Markov Chains for Horizons MARCH. I. Identifying Biases in Fitting Theoretical Models to Event Horizon Telescope Observations
Author(s) -
Dimitrios Psaltis,
Feryal Özel,
Lia Medeiros,
Pierre Christian,
Junhan Kim,
Chikwan Chan,
Landen J. Conway,
Carolyn A. Raithel,
Daniel P. Marrone,
Tod R. Lauer
Publication year - 2022
Publication title -
the astrophysical journal
Language(s) - English
Resource type - Journals
SCImago Journal Rank - 2.376
H-Index - 489
eISSN - 1538-4357
pISSN - 0004-637X
DOI - 10.3847/1538-4357/ac2c69
Subject(s) - markov chain monte carlo , physics , algorithm , markov chain , inference , noise (video) , scale (ratio) , synthetic data , statistical physics , bayesian probability , computer science , artificial intelligence , machine learning , image (mathematics) , quantum mechanics
We introduce a new Markov Chain Monte Carlo (MCMC) algorithm with parallel tempering for fitting theoretical models of horizon-scale images of black holes to the interferometric data from the Event Horizon Telescope (EHT).

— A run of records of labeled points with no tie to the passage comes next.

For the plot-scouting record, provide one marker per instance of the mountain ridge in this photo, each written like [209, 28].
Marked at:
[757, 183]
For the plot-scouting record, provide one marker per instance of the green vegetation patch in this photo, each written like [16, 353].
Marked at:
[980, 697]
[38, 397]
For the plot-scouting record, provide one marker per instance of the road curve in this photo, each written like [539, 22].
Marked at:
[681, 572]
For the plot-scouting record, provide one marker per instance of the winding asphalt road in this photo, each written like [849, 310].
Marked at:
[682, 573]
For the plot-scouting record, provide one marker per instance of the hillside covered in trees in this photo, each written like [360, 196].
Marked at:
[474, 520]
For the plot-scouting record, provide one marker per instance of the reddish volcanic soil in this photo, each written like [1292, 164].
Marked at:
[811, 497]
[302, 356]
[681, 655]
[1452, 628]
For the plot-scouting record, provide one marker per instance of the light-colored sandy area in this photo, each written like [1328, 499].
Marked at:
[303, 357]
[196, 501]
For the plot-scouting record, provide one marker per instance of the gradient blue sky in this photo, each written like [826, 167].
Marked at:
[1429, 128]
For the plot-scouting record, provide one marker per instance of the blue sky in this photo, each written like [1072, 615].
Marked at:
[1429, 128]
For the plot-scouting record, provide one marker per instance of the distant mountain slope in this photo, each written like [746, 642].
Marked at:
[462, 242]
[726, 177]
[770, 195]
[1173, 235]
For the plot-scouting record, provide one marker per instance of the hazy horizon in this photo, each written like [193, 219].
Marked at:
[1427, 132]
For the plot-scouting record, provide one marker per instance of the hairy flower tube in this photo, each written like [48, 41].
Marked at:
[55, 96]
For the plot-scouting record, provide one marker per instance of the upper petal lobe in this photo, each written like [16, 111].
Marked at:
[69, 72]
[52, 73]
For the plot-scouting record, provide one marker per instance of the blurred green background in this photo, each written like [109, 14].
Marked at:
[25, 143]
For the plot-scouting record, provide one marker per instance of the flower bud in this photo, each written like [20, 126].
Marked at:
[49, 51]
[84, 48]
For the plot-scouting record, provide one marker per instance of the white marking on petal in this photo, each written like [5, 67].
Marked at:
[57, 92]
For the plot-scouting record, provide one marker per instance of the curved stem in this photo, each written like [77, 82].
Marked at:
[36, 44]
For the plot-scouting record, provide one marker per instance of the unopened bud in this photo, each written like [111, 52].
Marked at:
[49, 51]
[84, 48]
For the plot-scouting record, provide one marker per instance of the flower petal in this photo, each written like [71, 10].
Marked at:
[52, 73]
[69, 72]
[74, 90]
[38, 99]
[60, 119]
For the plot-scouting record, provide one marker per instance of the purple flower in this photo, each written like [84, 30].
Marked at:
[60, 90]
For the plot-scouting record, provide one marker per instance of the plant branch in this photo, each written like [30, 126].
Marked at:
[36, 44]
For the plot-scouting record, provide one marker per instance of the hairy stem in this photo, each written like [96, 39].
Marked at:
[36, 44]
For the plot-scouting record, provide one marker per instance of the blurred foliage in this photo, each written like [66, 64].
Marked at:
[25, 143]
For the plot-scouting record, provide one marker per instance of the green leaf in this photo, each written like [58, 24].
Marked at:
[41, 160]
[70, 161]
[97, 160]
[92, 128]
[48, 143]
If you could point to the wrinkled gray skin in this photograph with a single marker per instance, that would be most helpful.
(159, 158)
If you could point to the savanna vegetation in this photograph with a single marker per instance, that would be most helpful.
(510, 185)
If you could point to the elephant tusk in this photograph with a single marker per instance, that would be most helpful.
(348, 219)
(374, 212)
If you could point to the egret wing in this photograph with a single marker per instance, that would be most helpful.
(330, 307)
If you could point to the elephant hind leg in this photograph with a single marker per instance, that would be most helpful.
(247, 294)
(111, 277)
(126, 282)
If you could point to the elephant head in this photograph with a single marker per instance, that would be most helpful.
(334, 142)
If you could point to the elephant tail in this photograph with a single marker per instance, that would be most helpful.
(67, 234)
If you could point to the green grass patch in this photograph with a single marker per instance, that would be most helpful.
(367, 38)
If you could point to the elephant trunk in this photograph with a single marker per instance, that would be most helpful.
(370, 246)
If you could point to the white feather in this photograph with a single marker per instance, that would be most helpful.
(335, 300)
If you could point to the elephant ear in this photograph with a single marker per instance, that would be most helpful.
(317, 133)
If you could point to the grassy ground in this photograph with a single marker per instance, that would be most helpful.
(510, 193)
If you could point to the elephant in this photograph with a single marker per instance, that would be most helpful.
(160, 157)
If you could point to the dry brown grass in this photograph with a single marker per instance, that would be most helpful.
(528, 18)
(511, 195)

The algorithm implements forms of the noise distribution in the data that are accurate for all signal-to-noise ratios. In addition to being trivially parallelizable, the algorithm is optimized for high performance, achieving 1 million MCMC chain steps in under 20 s on a single processor. We use synthetic data for the 2017 EHT coverage of M87 that are generated based on analytic as well as General Relativistic Magnetohydrodynamic (GRMHD) model images to explore several potential sources of biases in fitting models to sparse interferometric data. We demonstrate that a very small number of data points that lie near salient features of the interferometric data exert disproportionate influence on the inferred model parameters. We also show that the preferred orientations of the EHT baselines introduce significant biases in the inference of the orientation of the model images. Finally, we discuss strategies that help identify the presence and severity of such biases in realistic applications.